Logistic regression is a common analysis tool used for GWAS when your response variable of interested is qualitative. It comes as one of the standard tools in most GWAS packages (e.g. PLINK).

Most logistic regression models for GWAS would be setup as:

log(odds of disease) = \beta_0 + \beta_1*X

Where X is number of copies of the minor allele for a particular SNP of interest. However, suppose that my case-control data is matched (In my case matched by age, BMI, reported ethnicity, and distance to procurement site). I don't think standard logistic regression (as I have outlined above) is valid. What does everybody do? I don't see options for this in packages like PLINK.

By matching cases and controls by age, BMI, etc., we are just trying to reduce confounding factors. I think logistic regression is still valid. Also, plink can handle other variables as covariate.

I know the logistic regression model can have other covariates. The logistic regression model requires the responses to be independent.
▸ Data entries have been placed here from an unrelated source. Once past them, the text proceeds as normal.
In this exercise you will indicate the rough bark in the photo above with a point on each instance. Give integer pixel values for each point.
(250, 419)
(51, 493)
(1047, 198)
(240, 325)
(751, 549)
If they are matched pairs the responses are not independent (If I know this 30 year old African-American with high BMI has the disease, it changes the probability that another 30 year old African-American with high BMI has the disease)

How do you have matched people? Are they twins? I don't understand the point otherwise, since it seems that pairing them up would be restrictive (if you can't pair everyone) or inaccurate (you make some bad pairs). I think the more natural approach is to include the covariates (age, BMI, ethnicity, etc.) in the regression. Then you can use all your samples, without a possibly unnatural pairing. I guess this is basically what zx8754 said...

They are paired by age, sex, BMI, ethnicity. You are right the pairing is not perfect. I did not design the study...I'm just the poor sob who gets to analyze the data.